Le lien qui rattache le Canada à l’Angleterre est si fragile qu’il suffirait d’un souffle pour le rompre. L’Angleterre a toujours eu pour principe de laisser la plus grande liberté d’administration à ses colonies. Mais au Canada, cette liberté a pris de telles proportions qu’elle est devenue une véritable autonomie, presque une indépendance absolue ; le mot fait à peu près seul défaut. En effet, depuis l’acte de confédération de 1867, le Canada a la haute main sur tous les services. Il possède un pouvoir exécutif, un parlement, un budget, une milice, un tarif douanier, auquel sont soumis les produits anglais tout comme ceux des autres nations : il peut même conclure des traités de commerce, sous réserve de sauvegarder les apparences diplomatiques. S’il n’arrive pas jusqu’à avoir des représentants diplomatiques à l’étranger, il a toutefois trouvé le moyen d’avoir un commissaire général, non seulement à Paris, mais même à Londres, auprès du gouvernement de la métropole. La fonction de gouverneur général du Canada, déjà bien annihilée, devient pour ainsi dire presque honorifique. Le gouverneur représente la Reine, reçoit les hommages, donne des fêtes, et c’est tout. Enfin, les Canadiens se sont octroyé un drapeau spécial en appliquant sur les couleurs anglaises les armes des provinces canadiennes. Le nouvel État a pris le nom de Dominion ou Puissance du Canada.
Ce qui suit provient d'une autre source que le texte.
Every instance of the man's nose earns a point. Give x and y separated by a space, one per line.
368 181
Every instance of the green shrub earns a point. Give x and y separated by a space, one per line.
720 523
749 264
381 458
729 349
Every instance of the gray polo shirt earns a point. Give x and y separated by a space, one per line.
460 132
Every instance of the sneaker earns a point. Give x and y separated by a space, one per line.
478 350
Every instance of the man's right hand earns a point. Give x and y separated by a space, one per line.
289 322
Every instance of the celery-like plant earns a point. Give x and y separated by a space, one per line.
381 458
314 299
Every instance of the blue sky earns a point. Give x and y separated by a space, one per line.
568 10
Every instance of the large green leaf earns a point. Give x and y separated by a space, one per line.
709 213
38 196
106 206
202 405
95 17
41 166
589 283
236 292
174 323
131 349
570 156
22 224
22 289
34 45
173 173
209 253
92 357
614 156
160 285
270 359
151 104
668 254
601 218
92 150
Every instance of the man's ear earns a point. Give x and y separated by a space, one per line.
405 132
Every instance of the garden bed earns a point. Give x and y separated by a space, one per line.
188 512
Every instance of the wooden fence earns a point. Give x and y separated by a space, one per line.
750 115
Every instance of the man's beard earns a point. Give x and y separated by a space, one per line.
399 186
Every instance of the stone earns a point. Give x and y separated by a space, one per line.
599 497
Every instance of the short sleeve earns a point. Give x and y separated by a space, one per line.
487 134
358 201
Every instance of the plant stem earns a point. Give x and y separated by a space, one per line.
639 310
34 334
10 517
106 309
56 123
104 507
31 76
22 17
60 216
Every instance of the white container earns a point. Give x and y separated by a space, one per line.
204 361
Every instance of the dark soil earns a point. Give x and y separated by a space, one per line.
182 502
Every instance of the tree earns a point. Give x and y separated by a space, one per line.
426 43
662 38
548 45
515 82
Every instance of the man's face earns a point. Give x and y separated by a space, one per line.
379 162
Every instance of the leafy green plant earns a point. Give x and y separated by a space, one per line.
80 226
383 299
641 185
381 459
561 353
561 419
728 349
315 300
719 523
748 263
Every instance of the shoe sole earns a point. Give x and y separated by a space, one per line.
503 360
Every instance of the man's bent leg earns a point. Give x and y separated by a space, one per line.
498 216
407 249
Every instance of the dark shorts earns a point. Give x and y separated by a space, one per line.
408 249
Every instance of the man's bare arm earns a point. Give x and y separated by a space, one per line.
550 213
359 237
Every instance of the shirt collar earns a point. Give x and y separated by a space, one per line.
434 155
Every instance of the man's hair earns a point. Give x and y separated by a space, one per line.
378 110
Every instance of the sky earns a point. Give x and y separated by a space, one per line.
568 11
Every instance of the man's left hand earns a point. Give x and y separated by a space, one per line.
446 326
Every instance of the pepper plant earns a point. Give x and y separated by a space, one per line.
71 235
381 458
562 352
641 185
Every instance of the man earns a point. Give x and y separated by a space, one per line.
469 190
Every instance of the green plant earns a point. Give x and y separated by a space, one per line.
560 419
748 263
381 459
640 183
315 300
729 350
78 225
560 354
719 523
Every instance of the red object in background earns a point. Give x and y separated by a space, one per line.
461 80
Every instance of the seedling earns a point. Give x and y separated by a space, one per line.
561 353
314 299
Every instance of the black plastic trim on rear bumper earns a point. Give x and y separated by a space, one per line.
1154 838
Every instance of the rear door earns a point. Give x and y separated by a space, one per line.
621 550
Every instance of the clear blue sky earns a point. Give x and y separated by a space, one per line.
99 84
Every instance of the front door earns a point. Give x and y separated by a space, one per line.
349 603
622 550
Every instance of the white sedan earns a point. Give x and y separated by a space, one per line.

Grâce à cette organisation fort ingénieuse, le Canada retire de cette situation tous les avantages que comporte la protection du pavillon britannique sans en avoir les inconvénients. Non seulement la souveraineté morale de l’Angleterre est pour lui une source de force et de prestige, mais encore la flotte britannique, qui rayonne sur toutes les mers, est pour lui un appui précieux, et le fait que les représentants diplomatiques et consulaires de l’Angleterre sont également les siens épargne au budget du Canada de lourdes charges.

Et qu’on ne croie pas que le Canada ait hâte de rompre le faible lien qui le rattache à l’Angleterre. Tout au contraire. Le Canada qui, comme le charbonnier, est maître chez lui, aurait tout à y perdre et rien à y gagner. Quelle serait, en effet, sa situation à lui, pays de quatre millions et demi d’habitants, vis-à-vis des États-Unis et de ses soixante millions d’âmes ? Ne risquerait-il pas un jour ou l’autre d’être absorbé par la grande république, de voir son autonomie détruite et ses intérêts gravement lésés ? Les Canadiens-Français souffriraient particulièrement de ce changement de régime, car ils devraient renoncer pour toujours à obtenir une suprématie qu’ils ont l’espoir justifié de pouvoir reconquérir un jour. Là est le secret de leur loyauté, de leur attachement même à la couronne britannique, tout autant que la liberté dont ils jouissent. C’est ce qui fait comprendre ces paroles d’un homme d’État canadien, sir Étienne Taché : « Le dernier coup de canon pour la défense de la domination anglaise en Amérique sera tiré par les Canadiens-Français. »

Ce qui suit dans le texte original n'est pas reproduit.